Tout en restant dans le naturel, il est permis de dire que le corps de l'homme créé par Dieu, est devenu un temple pour son intelligence, son esprit - mens en latin - est une participation à l'Esprit même de Dieu. Même si cet esprit ne peut plus exercer correctement ses opérations dont une partie correspond à l'animation des membres corporels, il anime toujours le corps auquel il apporte la vie, il l'informe, l'organise dans ses fonctions vitales. Il peut surtout continuer une activité mentale interne, même si celle-ci ne transparaît pas extérieurement. Et au-delà de l'utilisation de cette faculté, la présence de la lumière de l'intellect en l'homme, est une présence du divin. Détruire l'oeuvre de Dieu est un sacrilège. L'homme n'est pas la mesure de l'homme. Il y a des choses qui échappent à son empire. Ôter la vie d'un innocent en fait partie.  

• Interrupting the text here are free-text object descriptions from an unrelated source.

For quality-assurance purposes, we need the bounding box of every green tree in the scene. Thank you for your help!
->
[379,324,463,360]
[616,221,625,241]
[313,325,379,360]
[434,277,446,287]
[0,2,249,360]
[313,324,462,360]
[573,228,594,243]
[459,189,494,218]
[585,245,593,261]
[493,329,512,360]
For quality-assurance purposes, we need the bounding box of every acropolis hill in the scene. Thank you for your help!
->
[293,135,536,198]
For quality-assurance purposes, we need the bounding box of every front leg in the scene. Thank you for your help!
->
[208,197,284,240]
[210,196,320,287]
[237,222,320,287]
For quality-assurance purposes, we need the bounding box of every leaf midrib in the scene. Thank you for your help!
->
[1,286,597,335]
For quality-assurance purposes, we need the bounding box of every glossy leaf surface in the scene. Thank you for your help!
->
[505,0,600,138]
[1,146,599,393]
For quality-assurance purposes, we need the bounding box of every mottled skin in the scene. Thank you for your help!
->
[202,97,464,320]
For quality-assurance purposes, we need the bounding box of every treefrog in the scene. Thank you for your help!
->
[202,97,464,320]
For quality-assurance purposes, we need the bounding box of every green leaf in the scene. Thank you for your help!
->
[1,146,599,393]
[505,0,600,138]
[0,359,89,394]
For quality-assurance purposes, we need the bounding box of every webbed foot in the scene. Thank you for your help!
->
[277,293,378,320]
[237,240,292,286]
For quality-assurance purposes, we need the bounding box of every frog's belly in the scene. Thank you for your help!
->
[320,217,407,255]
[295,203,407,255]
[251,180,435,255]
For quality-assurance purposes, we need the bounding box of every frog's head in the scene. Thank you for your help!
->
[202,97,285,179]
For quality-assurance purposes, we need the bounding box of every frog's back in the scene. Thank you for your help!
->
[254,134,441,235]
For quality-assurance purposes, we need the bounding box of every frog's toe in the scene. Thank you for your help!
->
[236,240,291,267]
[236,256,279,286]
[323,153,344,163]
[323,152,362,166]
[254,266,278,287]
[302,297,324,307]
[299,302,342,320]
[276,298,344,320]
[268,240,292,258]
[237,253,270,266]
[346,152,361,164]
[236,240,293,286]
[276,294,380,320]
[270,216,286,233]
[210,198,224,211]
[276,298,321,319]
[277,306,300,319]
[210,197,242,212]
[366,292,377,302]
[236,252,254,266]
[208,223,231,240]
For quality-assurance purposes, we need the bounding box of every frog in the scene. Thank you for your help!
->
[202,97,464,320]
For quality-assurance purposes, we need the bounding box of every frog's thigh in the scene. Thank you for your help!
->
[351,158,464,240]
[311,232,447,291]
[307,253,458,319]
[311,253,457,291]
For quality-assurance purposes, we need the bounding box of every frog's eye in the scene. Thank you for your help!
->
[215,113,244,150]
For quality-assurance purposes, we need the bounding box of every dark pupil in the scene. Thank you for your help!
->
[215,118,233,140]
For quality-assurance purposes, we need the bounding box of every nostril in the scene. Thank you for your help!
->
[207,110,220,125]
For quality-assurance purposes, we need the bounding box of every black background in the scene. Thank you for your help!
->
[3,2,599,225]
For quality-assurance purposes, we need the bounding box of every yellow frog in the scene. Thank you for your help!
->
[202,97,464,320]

Pour parler le langage de Pascal, on s'arrête à la misère de l'homme, on ne voit en Vincent Lambert qu'un corps handicapé, sans considérer sa grandeur, ce corps reste animé par une faculté d'origine divine dont la dignité n'a rien de comparable dans tout l'univers matériel. Quand cet univers "l'écraserait, l'homme serait encore plus noble que ce qui le tue, parce qu'il sait qu'il meurt; et l'avantage que l'univers a sur lui, l'univers n'en sait rien. Ainsi toute notre dignité consiste dans la pensée."